As AI hype blasts off into the heavens, one notable tech critic asks an important question: which of these streams should drive AI development?
Yesterday, neural scientist, AI scholar and outspoken OpenAI critic Gary Marcus took to X-formerly-Twitter to blast OpenAI CEO Sam Altman's brand of incessant AI hype.
"Sam keeps doubling down on bigger and bigger promises that are harder to keep," Marcus wrote. "Did Elizabeth Holmes do the same?"
The post was accompanied by a picture of Altman's head superimposed over a portrait of the infamous conwoman, whose $9 billion blood-testing company Theranos collapsed after investigators discovered its leaders had deceived investors by wildly overhyping their tech's abilities.
Marcus' comment came just hours after Altman published a characteristically strident essay, "The Gentle Singularity," in which he claims that "humanity is close to building digital superintelligence" — something which a lot of experts in the space say is patently false.

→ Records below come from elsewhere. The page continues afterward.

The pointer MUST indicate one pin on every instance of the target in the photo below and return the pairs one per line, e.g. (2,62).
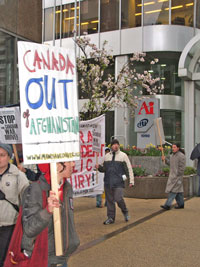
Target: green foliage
(150,150)
(139,171)
(189,171)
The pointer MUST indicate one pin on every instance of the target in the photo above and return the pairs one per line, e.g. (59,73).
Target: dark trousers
(114,195)
(5,236)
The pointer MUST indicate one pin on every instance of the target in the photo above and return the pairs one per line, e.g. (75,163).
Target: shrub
(189,171)
(139,171)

Altman bit back in response, fuming that he respects Marcus' "commitment to the bit." Marcus is a longtime critic of Altman's chosen model of AI production, "scaling," where tech companies dump untold billions into ever-larger systems powered by more processing power and larger quantities of data, scraped without the permission of its original creators.
Though Altman projects nothing but confidence, the strategy's long-term prospects remain divisive. It took a hit earlier this year, for instance, when Chinese company DeepSeek released a large language model (LLM) roughly equal to OpenAI's ChatGPT, developed for a fraction of the cost.

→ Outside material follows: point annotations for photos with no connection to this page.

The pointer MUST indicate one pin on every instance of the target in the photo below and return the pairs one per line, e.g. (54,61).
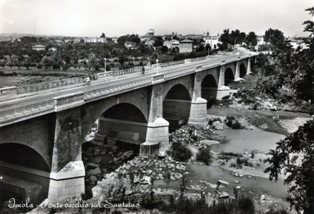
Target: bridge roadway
(48,95)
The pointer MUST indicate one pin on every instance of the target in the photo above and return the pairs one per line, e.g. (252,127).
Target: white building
(171,43)
(38,47)
(95,40)
(186,46)
(213,42)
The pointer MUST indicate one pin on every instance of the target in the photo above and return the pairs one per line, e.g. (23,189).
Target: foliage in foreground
(180,152)
(243,205)
(295,155)
(204,155)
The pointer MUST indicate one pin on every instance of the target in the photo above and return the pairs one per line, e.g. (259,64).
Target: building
(38,47)
(186,46)
(95,40)
(130,45)
(297,43)
(150,33)
(171,43)
(212,41)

"Can't tell if he is a troll or just extremely intellectually dishonest," Altman continued in his broadside against Marcus. "Hundreds of millions of happy users, 5th biggest website in the world, people talking about it being the biggest change to their productivity ever... we deliver, he keeps ordering us off his lawn."
For his part, Marcus says he has no problem with OpenAI's commercial achievements, per se.